In the case of the cordon blue, pairs nesting near wasp colonies are usually more than twice as likely to successfully fledge chicks as are those in trees un-protected by wasps. An article in The Auk (Beir, P., 2006) has raised the possibility that certain wasps (Ropalidia cincta) may, in turn, derive benefits from living in proximity to nesting cordon blues.

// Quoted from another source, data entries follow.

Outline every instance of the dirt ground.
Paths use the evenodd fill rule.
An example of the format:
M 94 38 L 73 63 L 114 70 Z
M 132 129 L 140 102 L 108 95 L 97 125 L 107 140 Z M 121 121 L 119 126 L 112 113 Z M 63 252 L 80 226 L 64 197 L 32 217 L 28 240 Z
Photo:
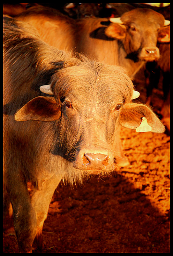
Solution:
M 145 88 L 137 89 L 143 101 Z M 162 98 L 154 89 L 156 112 Z M 82 187 L 59 185 L 41 252 L 169 252 L 169 135 L 125 128 L 121 135 L 130 165 L 102 179 L 93 177 Z M 18 252 L 12 227 L 4 231 L 4 253 Z

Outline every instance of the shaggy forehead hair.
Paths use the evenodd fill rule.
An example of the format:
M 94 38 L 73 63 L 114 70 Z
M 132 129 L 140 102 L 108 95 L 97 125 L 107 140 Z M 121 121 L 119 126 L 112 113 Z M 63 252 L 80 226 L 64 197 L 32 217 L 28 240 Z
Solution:
M 122 68 L 91 61 L 65 63 L 52 80 L 51 89 L 57 98 L 69 94 L 84 93 L 98 97 L 115 95 L 122 96 L 124 102 L 130 99 L 133 85 Z M 93 98 L 93 97 L 92 97 Z

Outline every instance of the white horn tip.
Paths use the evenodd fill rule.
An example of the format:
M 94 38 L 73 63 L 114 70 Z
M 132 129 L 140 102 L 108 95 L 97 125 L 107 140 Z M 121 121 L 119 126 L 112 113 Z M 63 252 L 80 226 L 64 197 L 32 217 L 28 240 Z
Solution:
M 40 90 L 42 92 L 44 92 L 46 94 L 49 94 L 53 95 L 52 92 L 50 90 L 50 84 L 48 84 L 46 85 L 41 85 L 40 87 Z
M 138 92 L 137 91 L 134 91 L 134 90 L 133 92 L 133 95 L 132 95 L 132 96 L 131 98 L 131 99 L 134 100 L 134 99 L 138 98 L 139 95 L 140 93 L 139 92 Z
M 165 22 L 164 22 L 164 26 L 168 26 L 168 25 L 170 25 L 170 20 L 165 20 Z
M 113 23 L 118 23 L 119 24 L 123 24 L 123 23 L 121 20 L 121 17 L 118 17 L 115 18 L 109 18 L 109 20 Z

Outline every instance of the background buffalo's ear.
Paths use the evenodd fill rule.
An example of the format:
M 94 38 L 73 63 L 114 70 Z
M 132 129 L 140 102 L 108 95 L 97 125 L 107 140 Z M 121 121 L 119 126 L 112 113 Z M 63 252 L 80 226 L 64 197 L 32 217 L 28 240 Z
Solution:
M 124 25 L 116 23 L 111 23 L 105 30 L 107 36 L 117 39 L 124 38 L 126 33 L 126 28 Z
M 169 26 L 161 28 L 158 32 L 157 41 L 159 43 L 169 43 L 170 41 L 170 28 Z
M 33 99 L 16 113 L 17 121 L 55 121 L 60 117 L 60 106 L 53 97 L 40 96 Z
M 136 129 L 141 122 L 141 117 L 146 117 L 148 124 L 154 132 L 163 132 L 164 126 L 149 108 L 145 105 L 130 102 L 120 112 L 119 118 L 120 124 L 124 127 Z

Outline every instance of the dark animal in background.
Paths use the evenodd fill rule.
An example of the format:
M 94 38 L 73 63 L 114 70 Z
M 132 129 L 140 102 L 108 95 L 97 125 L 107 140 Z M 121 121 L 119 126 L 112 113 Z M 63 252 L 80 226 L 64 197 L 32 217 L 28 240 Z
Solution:
M 41 41 L 28 24 L 4 19 L 4 204 L 12 204 L 20 252 L 30 252 L 34 240 L 41 247 L 62 179 L 82 183 L 113 170 L 120 125 L 135 129 L 144 117 L 153 132 L 164 127 L 148 107 L 132 102 L 138 93 L 121 68 L 77 59 Z
M 73 50 L 91 59 L 124 66 L 133 77 L 145 62 L 160 57 L 158 33 L 169 22 L 153 10 L 139 8 L 121 18 L 74 20 L 54 9 L 31 7 L 17 16 L 38 29 L 42 39 L 58 49 Z

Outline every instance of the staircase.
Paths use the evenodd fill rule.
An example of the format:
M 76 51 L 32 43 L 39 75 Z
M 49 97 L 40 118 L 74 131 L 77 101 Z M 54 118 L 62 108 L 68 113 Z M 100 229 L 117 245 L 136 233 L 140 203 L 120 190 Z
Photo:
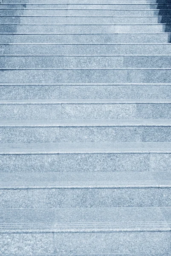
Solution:
M 171 256 L 171 3 L 41 2 L 0 5 L 0 255 Z

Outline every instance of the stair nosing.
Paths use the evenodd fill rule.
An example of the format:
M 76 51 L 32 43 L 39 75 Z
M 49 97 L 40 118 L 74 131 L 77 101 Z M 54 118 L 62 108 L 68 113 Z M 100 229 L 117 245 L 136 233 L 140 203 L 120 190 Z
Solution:
M 0 127 L 171 127 L 171 120 L 162 119 L 0 120 Z

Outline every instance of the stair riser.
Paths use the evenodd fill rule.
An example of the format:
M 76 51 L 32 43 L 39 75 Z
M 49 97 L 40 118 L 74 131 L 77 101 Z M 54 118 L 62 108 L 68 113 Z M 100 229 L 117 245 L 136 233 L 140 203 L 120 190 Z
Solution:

Researchers working in Ghana noted that wasps establishing new colonies showed a strong preference for trees occupied by cordon blues. They discovered that the sting of the Ropalidia wasp is relatively ineffective against ants, which raid wasp nests, and smaller wasps, which parasitize the larvae. Cordon blues, on the other hand, relish small insects and may help the Ropalidia wasps by devouring ants and smaller wasp species. Further studies are under way.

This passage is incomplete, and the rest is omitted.